Q. One eye is more red than the other. Last night he was pawing at it,today, he isn’t. Should I bring him to the vet?
ANSWER : A. Sounds possible that he had some irritation to the eye that is at least not itchy anymore. You can do either, having it checked now to confirm mild irritation, potentially due to debris or a topical irritant to the eye; or you can flush the eye with sterile saline eye wash (over the counter) using care not to poke or prod the eye and see if the irritation goes away on its own within the next 24 hrs. It has shown improvement already it appears, however if it is not cleared up and your pet seems irritated by it AT ALL, then it should be looked at by a vet and tested for a possible corneal scratch or ulcer. These can cause redness of the eye, eye discharge and pawing at the face. They are usually treated by prescription only topical eye antibiotic ointment and generally do very well after treatment.

Read Full Q/A … : Eye Problems in Cats

Q. What can be given to dogs to stop the brown draining around dogs eyes? I was told tetracycline would work.
ANSWER : A. Eye leakage is normal in some breeds of dogs, especially those that are more “bug-eyed” types. This eye leakage is just normal tears coming from the eye which can stain lighter colored coats. Unless there is an infection it does not need to be treated with antibiotics. Signs of infection usually include drainage that is thick or goopy and is yellow or greenish in color. Dogs with infections may also want to keep the eye closed, or may paw and scratch at it.

For plain tear-staining. Tear-stain wipes can be used around the eyes to remove the stain and bring the coat back to natural color. If infection is suspected, it is best to have your vet take a look at the eye prior to placing any medications in it.

Q. Our cat of six years has on two separate occasions has defecated on the living room rug and recently pee’d on the skirt of the Christmas tree.
ANSWER : A. Inappropriate elimination in cats is often a behavioral problem rather than a medical problem, so the first step is to have him seen by your vet to eliminate any kind of illness or condition as a cause for his eliminating outside the box.

If medical issues are ruled out, take a look at other reasons.
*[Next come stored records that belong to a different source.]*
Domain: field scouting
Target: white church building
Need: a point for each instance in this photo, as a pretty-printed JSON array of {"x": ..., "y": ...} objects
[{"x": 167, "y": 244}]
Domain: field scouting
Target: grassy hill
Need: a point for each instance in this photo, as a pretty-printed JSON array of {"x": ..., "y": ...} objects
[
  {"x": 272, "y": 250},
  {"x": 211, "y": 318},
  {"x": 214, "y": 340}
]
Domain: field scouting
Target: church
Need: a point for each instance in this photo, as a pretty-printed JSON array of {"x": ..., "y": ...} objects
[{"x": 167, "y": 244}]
Has there been a lot of unusual activity? Has you cat been left at home or boarded? Is the litterbox in a busy area? Has anything happened recently in this area to make him reluctant to use it again? Is there another cat, pet or person that is preventing him from getting to the box? Have you changed it from a hooded to an open box, or vice versa? Is it big enough? Have you changed the type or brand of litter? Is there something attractive about the spot he uses? Cats dislike disturbances to their routine and may act out to express their dissatisfaction.
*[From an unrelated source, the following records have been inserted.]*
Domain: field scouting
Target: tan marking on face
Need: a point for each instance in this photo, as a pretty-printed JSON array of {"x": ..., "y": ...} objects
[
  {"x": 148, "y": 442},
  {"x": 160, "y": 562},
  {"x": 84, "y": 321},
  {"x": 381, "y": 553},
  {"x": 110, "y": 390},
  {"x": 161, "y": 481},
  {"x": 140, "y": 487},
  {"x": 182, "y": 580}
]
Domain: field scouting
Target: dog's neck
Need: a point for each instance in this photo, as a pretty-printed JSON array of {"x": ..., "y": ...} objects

The general rule is one litter box per cat in the household, plus one. That way each cat can have a place of their own to go in case the box is occupied or another cat has claimed it as territory. They should be scooped daily, if not more often and changed completely weekly, washed with soap and water only. You can offer one kind of litter in one box and another kind in another to see if there is a preference. I don’t recommend the crystals, it makes a hissing sound when wet that startles some cats and make them reluctant to use it again. The litter boxes should be located in a quiet, low-traffic area so that the cat can use them in peace. Make sure any other pets or people aren’t giving them a hard time around or in the litter box. It may take some investigation and experimentation to find your cat’s preference and accommodate him so that everyone is satisfied with the situation. And, when cleaning up pet accidents, don’t use any cleaner containing ammonia. This leaves behind a scent similar to urine.
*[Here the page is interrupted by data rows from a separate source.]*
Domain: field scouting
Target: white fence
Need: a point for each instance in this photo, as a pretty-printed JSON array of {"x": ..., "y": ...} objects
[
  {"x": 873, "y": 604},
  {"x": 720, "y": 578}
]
Q. My 6 year old male neutered cat has suddenly developed an eye problem where one pupil is enlarged and covers the eye and the other one is pinpoint siz
ANSWER : A. This phenomenon is called Anisocoria (inequality of pupil size). There are several different causes of this including glaucoma, anterior uveitis, cancer of the eye, old age change, etc.
To help pinpoint what could be causing your pets condition I would recommend a thorough eye exam. Your vet may need to refer your pet out to an opthalmologist if any abnormalities are seen that need further treatment.